Other options are SNS and Secca. SNS has been accepted as a treatment for severe FI with improving short- and long-term results [7]. In the first stage of the procedure, several of the s2–s4 foramina are cannulated and tested for optimal response. Eligibility for this trial stimulation is around 80 % and not all patients have a positive response. During the second stage, a tined lead is introduced and connected to a permanent stimulator surgically placed in a deep subcutaneous position in the gluteal region. However, in 37 % device revision, replacement or explant was required [24, 25]. A recent 5-year follow-up study of 120 patients found therapeutic success (defined as a >50 % improvement of FI episodes per week) in 89 % and complete continence in 36 % of patients undergoing implantation [24, 26].

A recent review assessing the results of Secca [27] in 220 patients concluded that after appropriate patient selection, a clinically significant improvement was demonstrated. However, no concrete predictive factors for treatment success were found, and a demonstrated clinically significant improvement was noted as a statistically significant reduction in incontinence score. Even though we demonstrated an overall improvement in measured Vaizey score after Secca, a clinically significant response defined as ≥50 % reduction in incontinence score (the cut-off used in most studies investigating treatment efficacy in faecal incontinence) was seen in only 16 % of patients. When considering a reduction of ≤20 % in incontinence score, a clinically significant response was seen in 38 % at 6 months which decreased to 19 % at 3 years.
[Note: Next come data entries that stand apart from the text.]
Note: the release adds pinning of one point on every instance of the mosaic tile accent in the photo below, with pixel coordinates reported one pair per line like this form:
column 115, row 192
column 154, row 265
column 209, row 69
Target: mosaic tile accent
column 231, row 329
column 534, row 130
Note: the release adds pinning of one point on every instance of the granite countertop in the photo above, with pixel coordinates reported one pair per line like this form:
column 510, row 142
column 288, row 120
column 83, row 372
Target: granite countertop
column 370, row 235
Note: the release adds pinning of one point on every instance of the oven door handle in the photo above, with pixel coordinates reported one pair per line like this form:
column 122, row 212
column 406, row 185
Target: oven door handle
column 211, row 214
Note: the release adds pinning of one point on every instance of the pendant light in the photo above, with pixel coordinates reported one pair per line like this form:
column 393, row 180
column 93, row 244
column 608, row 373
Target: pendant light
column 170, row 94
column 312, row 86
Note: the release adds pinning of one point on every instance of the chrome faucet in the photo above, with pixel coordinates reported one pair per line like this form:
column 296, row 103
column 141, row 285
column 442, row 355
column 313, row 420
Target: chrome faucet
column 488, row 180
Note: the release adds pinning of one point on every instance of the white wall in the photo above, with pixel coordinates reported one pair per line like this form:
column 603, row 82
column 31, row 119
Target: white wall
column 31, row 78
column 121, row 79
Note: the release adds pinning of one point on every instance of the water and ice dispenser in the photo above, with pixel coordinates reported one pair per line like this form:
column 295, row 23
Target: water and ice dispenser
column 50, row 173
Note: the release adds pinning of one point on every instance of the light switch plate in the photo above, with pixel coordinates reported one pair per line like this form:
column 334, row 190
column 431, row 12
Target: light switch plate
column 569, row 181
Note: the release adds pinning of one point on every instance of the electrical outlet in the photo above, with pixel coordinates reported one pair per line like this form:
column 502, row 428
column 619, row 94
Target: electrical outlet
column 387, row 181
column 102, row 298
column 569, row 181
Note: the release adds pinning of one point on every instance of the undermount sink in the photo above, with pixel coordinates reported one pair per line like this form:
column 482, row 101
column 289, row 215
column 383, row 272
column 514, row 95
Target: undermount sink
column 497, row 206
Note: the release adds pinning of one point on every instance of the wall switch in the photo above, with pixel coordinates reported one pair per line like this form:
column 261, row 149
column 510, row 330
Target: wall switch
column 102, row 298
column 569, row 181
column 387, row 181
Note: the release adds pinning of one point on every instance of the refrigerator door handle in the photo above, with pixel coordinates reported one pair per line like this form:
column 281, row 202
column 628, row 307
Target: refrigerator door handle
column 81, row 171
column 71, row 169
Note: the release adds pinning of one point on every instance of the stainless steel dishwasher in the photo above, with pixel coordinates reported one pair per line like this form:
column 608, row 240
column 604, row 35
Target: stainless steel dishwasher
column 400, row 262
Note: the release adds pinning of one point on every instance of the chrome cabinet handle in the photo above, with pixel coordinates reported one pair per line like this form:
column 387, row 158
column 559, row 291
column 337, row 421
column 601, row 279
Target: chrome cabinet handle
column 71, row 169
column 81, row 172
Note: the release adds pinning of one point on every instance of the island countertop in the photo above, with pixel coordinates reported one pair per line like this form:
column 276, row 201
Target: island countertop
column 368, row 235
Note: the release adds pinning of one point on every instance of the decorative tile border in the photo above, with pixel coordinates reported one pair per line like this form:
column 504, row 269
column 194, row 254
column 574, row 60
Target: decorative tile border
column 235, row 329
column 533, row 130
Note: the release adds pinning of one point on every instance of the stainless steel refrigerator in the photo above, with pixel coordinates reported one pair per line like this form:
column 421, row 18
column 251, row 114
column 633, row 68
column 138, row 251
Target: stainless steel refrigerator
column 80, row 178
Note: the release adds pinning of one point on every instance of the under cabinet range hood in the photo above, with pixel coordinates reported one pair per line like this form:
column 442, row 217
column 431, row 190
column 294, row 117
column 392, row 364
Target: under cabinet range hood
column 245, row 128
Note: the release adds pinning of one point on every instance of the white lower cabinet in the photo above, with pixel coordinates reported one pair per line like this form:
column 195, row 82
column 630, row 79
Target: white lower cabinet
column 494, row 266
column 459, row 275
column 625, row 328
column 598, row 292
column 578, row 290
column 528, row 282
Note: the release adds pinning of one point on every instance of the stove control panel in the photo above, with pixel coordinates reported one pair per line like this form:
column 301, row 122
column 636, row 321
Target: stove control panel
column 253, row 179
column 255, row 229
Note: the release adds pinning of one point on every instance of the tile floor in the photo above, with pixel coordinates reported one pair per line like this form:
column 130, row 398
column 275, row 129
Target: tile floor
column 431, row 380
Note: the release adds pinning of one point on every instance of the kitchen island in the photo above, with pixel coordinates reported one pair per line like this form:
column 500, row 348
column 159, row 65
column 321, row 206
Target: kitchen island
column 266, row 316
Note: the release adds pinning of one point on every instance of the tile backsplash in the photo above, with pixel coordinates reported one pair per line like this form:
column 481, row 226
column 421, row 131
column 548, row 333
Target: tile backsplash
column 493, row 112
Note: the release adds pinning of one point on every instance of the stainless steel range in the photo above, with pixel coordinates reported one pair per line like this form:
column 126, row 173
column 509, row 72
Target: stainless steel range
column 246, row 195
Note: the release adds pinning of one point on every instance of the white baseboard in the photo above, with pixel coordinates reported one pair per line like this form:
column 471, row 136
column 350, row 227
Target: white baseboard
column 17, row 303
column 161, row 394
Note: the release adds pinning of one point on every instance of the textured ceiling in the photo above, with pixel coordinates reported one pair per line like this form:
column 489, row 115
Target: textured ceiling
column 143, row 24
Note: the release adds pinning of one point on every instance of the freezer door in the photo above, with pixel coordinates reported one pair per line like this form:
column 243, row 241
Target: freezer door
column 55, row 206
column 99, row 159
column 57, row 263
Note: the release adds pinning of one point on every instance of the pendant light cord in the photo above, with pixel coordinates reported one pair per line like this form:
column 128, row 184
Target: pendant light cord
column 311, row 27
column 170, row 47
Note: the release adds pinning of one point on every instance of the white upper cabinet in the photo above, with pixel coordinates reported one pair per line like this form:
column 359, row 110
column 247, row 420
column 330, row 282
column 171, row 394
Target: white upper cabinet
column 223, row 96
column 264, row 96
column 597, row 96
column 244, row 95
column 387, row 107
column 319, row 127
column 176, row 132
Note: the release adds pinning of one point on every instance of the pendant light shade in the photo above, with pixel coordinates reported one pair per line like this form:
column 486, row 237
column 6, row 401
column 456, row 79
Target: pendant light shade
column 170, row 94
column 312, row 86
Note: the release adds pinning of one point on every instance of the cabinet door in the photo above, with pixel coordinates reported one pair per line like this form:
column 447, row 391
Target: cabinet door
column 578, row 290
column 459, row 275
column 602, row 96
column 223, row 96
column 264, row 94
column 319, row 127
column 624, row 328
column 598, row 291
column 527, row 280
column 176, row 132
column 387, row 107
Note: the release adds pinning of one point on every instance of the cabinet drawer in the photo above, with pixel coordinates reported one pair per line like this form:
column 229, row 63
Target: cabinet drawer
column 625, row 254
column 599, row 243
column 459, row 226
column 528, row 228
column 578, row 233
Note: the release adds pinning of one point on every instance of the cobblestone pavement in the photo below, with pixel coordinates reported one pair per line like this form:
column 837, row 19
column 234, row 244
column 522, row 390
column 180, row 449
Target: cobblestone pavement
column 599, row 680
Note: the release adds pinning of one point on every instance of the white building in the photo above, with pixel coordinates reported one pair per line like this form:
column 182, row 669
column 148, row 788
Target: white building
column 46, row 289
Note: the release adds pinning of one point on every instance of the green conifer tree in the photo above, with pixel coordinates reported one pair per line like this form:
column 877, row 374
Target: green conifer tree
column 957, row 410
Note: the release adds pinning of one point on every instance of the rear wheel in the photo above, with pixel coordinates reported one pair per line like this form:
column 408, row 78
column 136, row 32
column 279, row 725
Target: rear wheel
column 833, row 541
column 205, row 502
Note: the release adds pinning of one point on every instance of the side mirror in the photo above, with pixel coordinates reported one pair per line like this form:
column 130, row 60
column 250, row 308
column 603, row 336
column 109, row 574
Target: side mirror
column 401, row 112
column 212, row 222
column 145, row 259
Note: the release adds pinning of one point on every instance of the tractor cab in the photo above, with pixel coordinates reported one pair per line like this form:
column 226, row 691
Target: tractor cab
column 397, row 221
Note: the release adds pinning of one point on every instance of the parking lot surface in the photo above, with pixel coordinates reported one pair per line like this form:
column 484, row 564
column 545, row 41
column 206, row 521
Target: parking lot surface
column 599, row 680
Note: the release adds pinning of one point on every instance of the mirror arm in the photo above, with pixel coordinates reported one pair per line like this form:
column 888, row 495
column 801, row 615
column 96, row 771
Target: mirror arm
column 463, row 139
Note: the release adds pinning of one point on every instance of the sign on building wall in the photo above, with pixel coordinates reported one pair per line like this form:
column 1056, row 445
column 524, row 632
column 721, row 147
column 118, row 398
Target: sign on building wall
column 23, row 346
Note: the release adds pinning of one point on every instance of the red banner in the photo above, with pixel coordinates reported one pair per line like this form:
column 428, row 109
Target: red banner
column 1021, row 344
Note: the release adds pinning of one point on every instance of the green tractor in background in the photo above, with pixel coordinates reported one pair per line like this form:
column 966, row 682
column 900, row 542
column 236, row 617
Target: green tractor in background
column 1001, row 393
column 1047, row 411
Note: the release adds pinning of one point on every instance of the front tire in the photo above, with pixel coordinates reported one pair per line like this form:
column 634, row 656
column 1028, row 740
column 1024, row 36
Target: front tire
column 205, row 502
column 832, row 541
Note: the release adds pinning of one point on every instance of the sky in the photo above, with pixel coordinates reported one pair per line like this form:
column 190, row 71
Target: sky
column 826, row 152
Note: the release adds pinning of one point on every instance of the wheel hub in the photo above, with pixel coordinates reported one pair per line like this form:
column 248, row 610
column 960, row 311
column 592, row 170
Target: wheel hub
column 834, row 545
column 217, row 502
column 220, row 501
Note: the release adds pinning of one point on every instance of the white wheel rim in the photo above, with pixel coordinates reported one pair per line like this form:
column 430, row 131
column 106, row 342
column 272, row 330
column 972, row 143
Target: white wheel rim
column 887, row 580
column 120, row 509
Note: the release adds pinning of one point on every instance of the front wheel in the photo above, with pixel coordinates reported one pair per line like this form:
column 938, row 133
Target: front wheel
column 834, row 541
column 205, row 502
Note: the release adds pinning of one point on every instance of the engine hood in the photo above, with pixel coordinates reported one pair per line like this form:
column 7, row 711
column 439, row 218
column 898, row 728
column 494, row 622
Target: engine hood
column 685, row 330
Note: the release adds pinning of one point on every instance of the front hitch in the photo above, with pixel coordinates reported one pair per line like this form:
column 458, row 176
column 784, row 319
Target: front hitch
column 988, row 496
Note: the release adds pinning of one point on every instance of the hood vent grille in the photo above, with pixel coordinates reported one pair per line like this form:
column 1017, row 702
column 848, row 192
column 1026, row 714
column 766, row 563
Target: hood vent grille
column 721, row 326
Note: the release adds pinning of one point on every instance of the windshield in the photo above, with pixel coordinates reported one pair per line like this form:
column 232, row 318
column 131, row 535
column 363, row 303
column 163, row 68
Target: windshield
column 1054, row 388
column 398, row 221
We were unable to explain the improvements in incontinence scores as we did not record any changes in anorectal manometry, rectal compliance or anal endosonography. And how come all patients seem to lose experienced improvement over time? It is unlikely that the fibrosis becomes less, and even though the pathological process causing faecal incontinence may worsen over time, results may just purely relate to a placebo effect.

However, the minimally invasive aspect, the low cost and the positive effect on experienced quality of life may potentially, when combined with other interventions, represent an option for patients with moderate FI. As the majority of patients included in this study remained moderately or severely incontinent after Secca, it could possibly be used as a prognostic negative subgroup. We believe further research regarding patient characteristics associated with treatment success is needed; however, this should strictly be performed in sham-controlled randomised trials.

Conclusion

This large prospective non-randomised study found disappointing outcomes of the Secca procedure for the treatment of FI. The far minority of patients reported a clinically significant response of seemingly temporary nature. Until randomised controlled trials are performed, we do not believe there is a place for Secca as a single treatment modality for FI.